🤖 AI Summary
This study addresses the urgent need to systematically evaluate the human rights compliance of large language models (LLMs) in high-stakes human–AI interactions, where they may inadvertently violate principles enshrined in the Universal Declaration of Human Rights. The authors construct a novel benchmark comprising 1,152 synthetically generated scenarios spanning 24 human rights provisions across eight languages, enabling the first cross-lingual, multidimensional quantitative analysis of mainstream LLMs’ behavioral tendencies in human rights trade-offs. By integrating synthetic data generation, multilingual prompt engineering, and a mixed-method evaluation combining Likert-scale ratings with open-ended responses, the study reveals that models are more permissive toward restrictions on economic, social, and cultural rights; exhibit significantly stronger restriction tendencies in Chinese and Hindi compared to English and Romanian; and demonstrate high sensitivity to prompt formulation. This work establishes a scalable, cross-cultural framework for AI ethics assessment.
📝 Abstract
As Large Language Models (LLMs) increasingly mediate global information access with the potential to shape public discourse, their alignment with universal human rights principles becomes important to ensure that these rights are abided by in high stakes AI-mediated interactions.
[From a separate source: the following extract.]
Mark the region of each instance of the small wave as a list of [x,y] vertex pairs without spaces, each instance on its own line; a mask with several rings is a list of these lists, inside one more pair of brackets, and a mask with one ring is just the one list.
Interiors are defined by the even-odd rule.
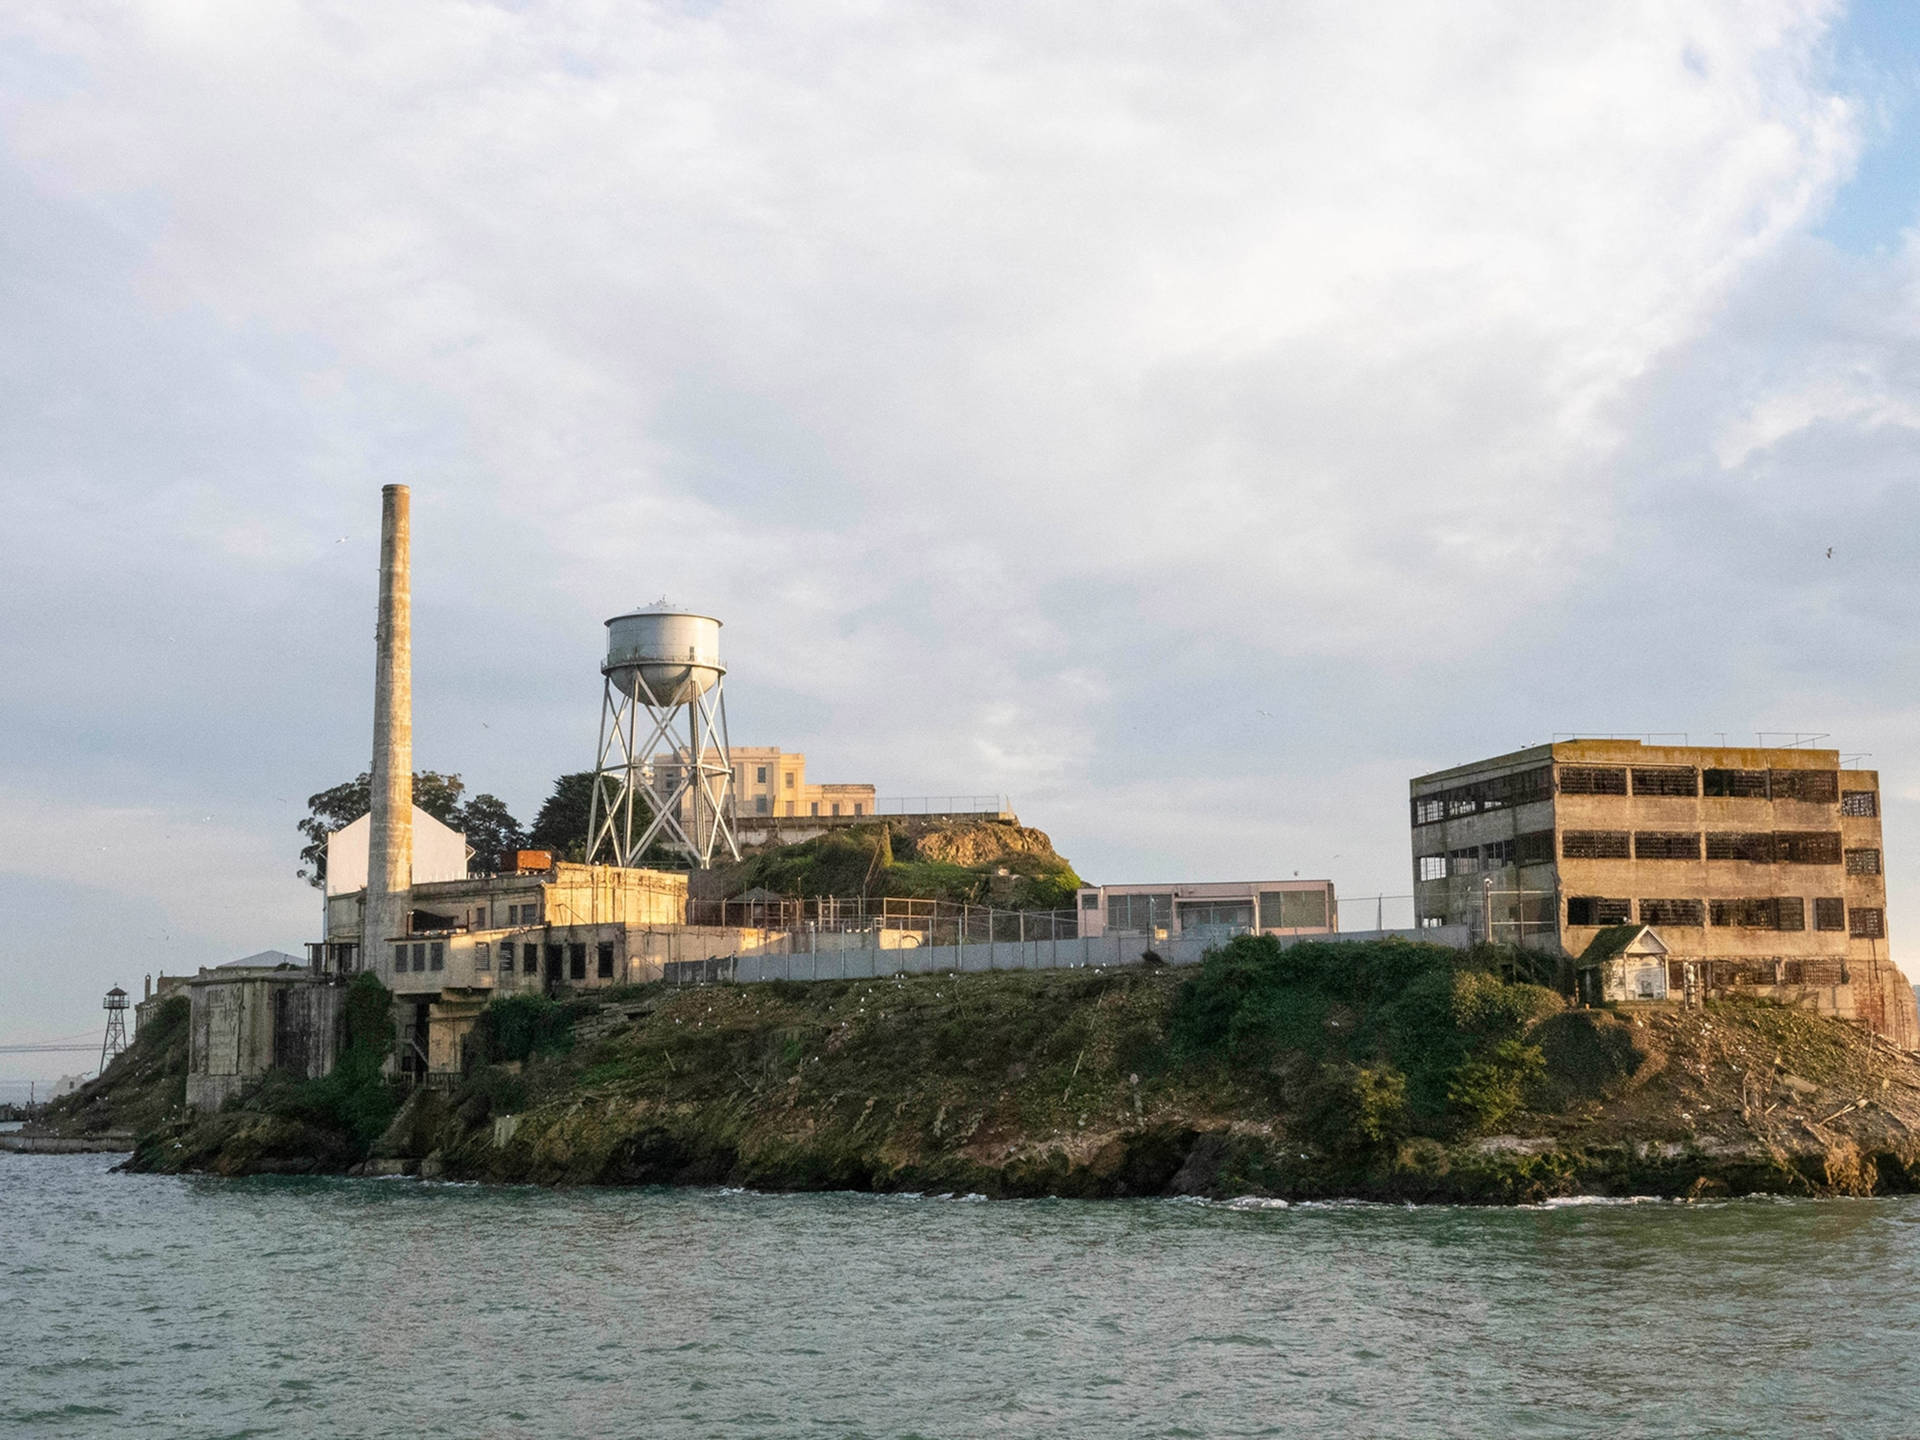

In this paper, we evaluate how LLMs navigate trade-offs involving the Universal Declaration of Human Rights (UDHR), leveraging 1,152 synthetically generated scenarios across 24 rights articles and eight languages. Our analysis of eleven major LLMs reveals systematic biases where models: (1) accept limiting Economic, Social, and Cultural rights more often than Political and Civil rights, (2) demonstrate significant cross-linguistic variation with elevated endorsement rates of rights-limiting actions in Chinese and Hindi compared to English or Romanian, (3) show substantial susceptibility to prompt-based steering, and (4) exhibit noticeable differences between Likert and open-ended responses, highlighting critical challenges in LLM preference assessment.